Transmission Electron Microscopy (TEM) was employed to assess the cell membrane damage induced by AMPs. First, 50 µL of E. coli DH5α culture with an OD₆₀₀ of ≈0.1 were mixed with 50 µL of AMPs solution (at 1× MIC) in a 96-well plate. This mixture was incubated at 37 °C for 2, 4, 8, and 16 h. Following the incubation period, the bacteria were pelleted by centrifugation at 6,000 rpm for 5 min and fixed with 2.5% (vol/vol) glutaraldehyde in phosphate buffer (PB, 0.1 m, pH 7.4). Subsequently, the cells were postfixed with 1% (wt/vol) osmium tetraoxide in PB for 2 h at 4 °C, and were dehydrated through a graded ethanol series (30%, 50%, 70%, 80%, 90%, 100%, with each step lasting 7 min) before being put in pure acetone by two 10-min steps. Following dehydration, the samples were subjected to infiltration using progressively mixed combinations of acetone and SPI-PON812 resin (composed of 16.2 g SPI-PON812, 10 g DDSA, and 8.9 g NMA) in ratios of 3:1, 1:1, and 1:3. The infiltration medium was then replaced with pure resin. Finally, the cells were embedded in pure resin containing 1.5% BDMA and polymerized for 12 h at 45 °C, followed by an additional 48 h polymerization at 60 °C. Ultrathin sections (70 nm thick) were obtained using a microtome (Leica EM UC6), double-stained with uranyl acetate and lead citrate, and examined using a transmission electron microscope (FEI Tecnai Spirit 120 kV).

Hemolytic Activity Test

The hemolytic activity of the AMPs was assessed using red blood cells (RBCs) from rabbits. Initially, fresh RBCs were washed three times with phosphate-buffered saline (PBS) by centrifugation for 15 min at 1,000 g until the supernatant became clear. Subsequently, RBCs were resuspended in PBS to a final erythrocyte concentration of 4% (v/v). Next, 100 µL suspension of RBCs was incubated with 100 µL of AMPs solution at various concentrations at 37 °C for 1 h in 96-cell cell plates. Following incubation, the supernatant was collected by centrifugation for 15 min at 1000 × g and its absorbance was measured at 540 nm. For reference, hemolysis of RBCs in PBS was designated as representing zero hemolysis, whereas hemolysis of RBCs in 0.1% (w/v) Triton X-100 was considered 100% hemolysis. The percentage of hemolysis was calculated using the following equation:cen2 $\begin{equation}{\mathrm{Hemolysis}}\left( {\mathrm{\% }} \right) = \frac{{{\mathrm{O}}{{{\mathrm{D}}}_{540}}{\mathrm{\ sample\ }} - {\mathrm{\ O}}{{{\mathrm{D}}}_{540}}{\mathrm{zero\ lysis}}}}{{{\mathrm{O}}{{{\mathrm{D}}}_{540}}100{\mathrm{\% \ lysis\ }} - {\mathrm{\ O}}{{{\mathrm{D}}}_{540}}{\mathrm{\ zero\ lysis}}}} \times 100\% \end{equation}$

Cytotoxicity Against Mammalian Cells

Cell Counting Kit 8 (CCK-8) assay was used to assess the cytotoxicity of the AMPs against mammalian cells. Specifically, ≈4000 293T cells were seeded per well in a 96-well cell culture plate (Corning, US), and were incubated at 37 °C with 5% CO₂ for 24 h. Subsequently, the culture medium was replaced by different concentrations of AMPs solution diluted with the medium. The cells were co-incubated with AMPs solution for an additional 24 h at 37 °C. And then, 10 µl of the CCK-8 reagent (Beijing Lablead Biotech, China) was added to each well for 2 h of incubation at 37 °C. Finally, OD at 450 nm was measured using an imaging multimode microplate reader (Cytation 3, BioTek, US). Cell viability was defined as the percentage of each concentration relative to the control. Six replicates were used for the CCK-8 assay.

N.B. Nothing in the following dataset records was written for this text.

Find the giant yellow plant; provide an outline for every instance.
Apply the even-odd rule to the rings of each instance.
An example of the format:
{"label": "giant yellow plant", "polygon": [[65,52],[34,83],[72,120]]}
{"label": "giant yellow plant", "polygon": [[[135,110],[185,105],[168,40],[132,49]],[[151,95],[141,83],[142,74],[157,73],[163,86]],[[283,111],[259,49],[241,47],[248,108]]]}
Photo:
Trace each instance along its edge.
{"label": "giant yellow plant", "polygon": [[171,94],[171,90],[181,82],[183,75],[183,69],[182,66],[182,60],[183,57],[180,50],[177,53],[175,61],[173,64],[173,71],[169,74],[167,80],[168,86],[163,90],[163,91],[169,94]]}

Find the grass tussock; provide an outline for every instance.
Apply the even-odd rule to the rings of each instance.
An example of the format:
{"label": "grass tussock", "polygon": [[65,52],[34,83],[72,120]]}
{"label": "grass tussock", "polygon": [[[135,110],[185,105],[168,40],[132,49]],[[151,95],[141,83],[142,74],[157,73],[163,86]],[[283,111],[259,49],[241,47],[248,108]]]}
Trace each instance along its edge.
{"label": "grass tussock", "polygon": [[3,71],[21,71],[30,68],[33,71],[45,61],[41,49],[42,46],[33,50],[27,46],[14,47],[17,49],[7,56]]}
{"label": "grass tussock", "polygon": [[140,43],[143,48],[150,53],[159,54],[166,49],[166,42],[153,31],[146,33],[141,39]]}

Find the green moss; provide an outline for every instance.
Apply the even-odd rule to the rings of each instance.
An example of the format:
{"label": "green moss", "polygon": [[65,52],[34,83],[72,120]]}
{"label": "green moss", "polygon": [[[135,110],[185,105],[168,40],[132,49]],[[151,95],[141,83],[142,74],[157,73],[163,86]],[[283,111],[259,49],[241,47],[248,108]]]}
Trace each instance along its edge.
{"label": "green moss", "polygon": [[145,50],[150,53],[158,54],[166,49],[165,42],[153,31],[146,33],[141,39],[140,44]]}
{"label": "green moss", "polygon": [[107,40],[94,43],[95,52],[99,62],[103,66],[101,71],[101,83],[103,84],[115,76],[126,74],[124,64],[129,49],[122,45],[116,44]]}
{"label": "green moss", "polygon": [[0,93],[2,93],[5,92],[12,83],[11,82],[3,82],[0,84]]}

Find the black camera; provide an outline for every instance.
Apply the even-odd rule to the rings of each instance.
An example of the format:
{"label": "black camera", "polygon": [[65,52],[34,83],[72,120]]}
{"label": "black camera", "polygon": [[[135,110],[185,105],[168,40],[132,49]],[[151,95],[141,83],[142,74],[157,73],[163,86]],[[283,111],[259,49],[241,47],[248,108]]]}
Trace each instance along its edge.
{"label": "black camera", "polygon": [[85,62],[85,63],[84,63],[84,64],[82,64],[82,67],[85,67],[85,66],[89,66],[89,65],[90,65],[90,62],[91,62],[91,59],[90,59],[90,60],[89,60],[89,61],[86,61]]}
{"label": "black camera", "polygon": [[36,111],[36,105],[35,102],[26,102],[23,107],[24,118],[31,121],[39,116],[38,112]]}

Murine Acute Peritonitis Model

Female BALB/c mice weighing ≈18 g and aged 5–6 weeks were used to build a lethal murine acute peritonitis model according to previously established protocols.^[^43–45^] The mice were subjected to intraperitoneal injections with E. colimgrB mutant 23^#suspension (0.2 mL per mouse) at concentration of 5×10⁵ CFU mL⁻¹, 5×10⁶ CFU mL⁻¹, 5×10⁷ CFU mL⁻¹, respectively. After infection, mice were observed for 24 h to determine the mortality rate. Each group comprised of eight mice.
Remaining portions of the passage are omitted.